Why you can trust these numbers
Numbers reflect 2026 IRS federal brackets, caps, and DC Office of Tax and Revenue progressive brackets. The calculator at the top of this page applies DC's progressive rates accurately. DC follows federal starting point — so federal pre-tax and HSA contributions reduce DC taxable income identically to federal. Standard deduction conforms to federal ($16,100 single / $32,200 MFJ for 2026).
Sources: federal brackets + standard deduction from IRS Rev. Proc. 2025-32; state brackets verified against the Tax Foundation 2026 State Income Tax Rates compilation and the official D-40 Individual Income Tax Forms (DC Office of Tax and Revenue).
Our honest opinion (which is just an opinion)
DC has the third-densest professional services market in the country (after NYC and Bay Area), with substantial federal worker, lobbyist, BigLaw, and trade-association employment. Tax rates are higher than NoVa or MD but below NYC. The structural advantage is the VA / MD / PA reciprocity — residents of those states working in DC capture meaningful tax savings (~$1,500-$3,500/year). Most cost-conscious DC professionals optimize via NoVa or MD residence.
The case for DC:
- +Densest US professional services market outside NYC + SF
- +Strong federal employment + benefits (FEHB, , federal pensions)
- +Walkable urban + Metro access (best US transit south of NYC)
- +DC standard deduction conforms to federal — simplifies filing
- +Property tax low (~0.55%) for primary residence with homestead deduction
- +Strong cultural amenities (Smithsonian, Kennedy Center, theater, museums)
The case against:
- −8.5% rate kicks in at just $60K of taxable income — most professionals pay full DC tax
- −DC residents have no congressional voting representation (taxation without representation)
- −Estate tax threshold ~$4.7M — much lower than federal $13.6M
- −Real estate transfer + recordation taxes notably high (~2.55% combined)
- −Cost of living absorbs significant share of professional comp
- −DC schools mixed — many family-stage professionals choose NoVa or MD suburbs
Honest take: DC residency is great for younger professionals + couples without kids who value walkability + cultural amenities + federal employment. For family-stage professionals, NoVa or MD reciprocity captures meaningful tax savings + better schools. For HNW retirees, DC's lower estate tax threshold + high real estate transfer taxes drive most senior federal professionals to retire in VA, FL, or DE.
Sources & further reading
A few honest notes
- Not personal tax, legal, or financial advice. Verify with a licensed CPA, EA, or tax attorney before making meaningful decisions.
- Tax law changes. This guide reflects 2026 IRS schedules and current DC Office of Tax and Revenue rules.

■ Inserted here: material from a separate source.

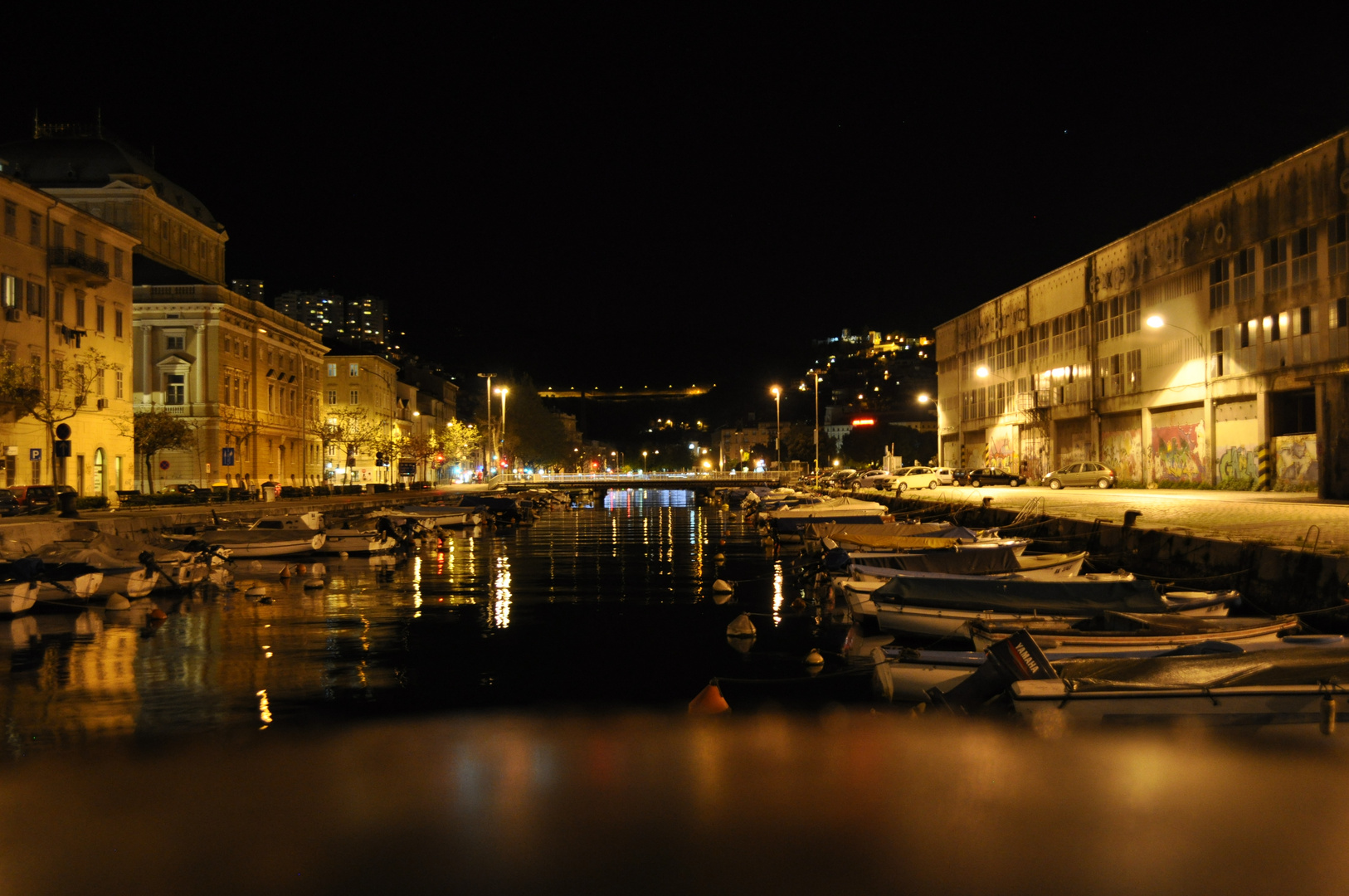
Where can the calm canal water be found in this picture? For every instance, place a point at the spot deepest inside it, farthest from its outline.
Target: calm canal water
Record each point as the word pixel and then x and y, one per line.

- VA/MD/PA reciprocity rules require Form D-4A filed with employer. Verify withholding annually.
- Property tax estimates vary by neighborhood. DC Class 1 (residential) homestead deduction $84,000 reduces assessed value.
- Real estate transfer + recordation taxes are notably high — factor into home purchase planning.
- The numbers are illustrative — scenarios don't include every credit, deduction, or wrinkle that might apply to you.
- No client relationship is created by reading this page.
Last updated April 2026 with 2026 IRS schedules and current DC Office of Tax and Revenue guidance.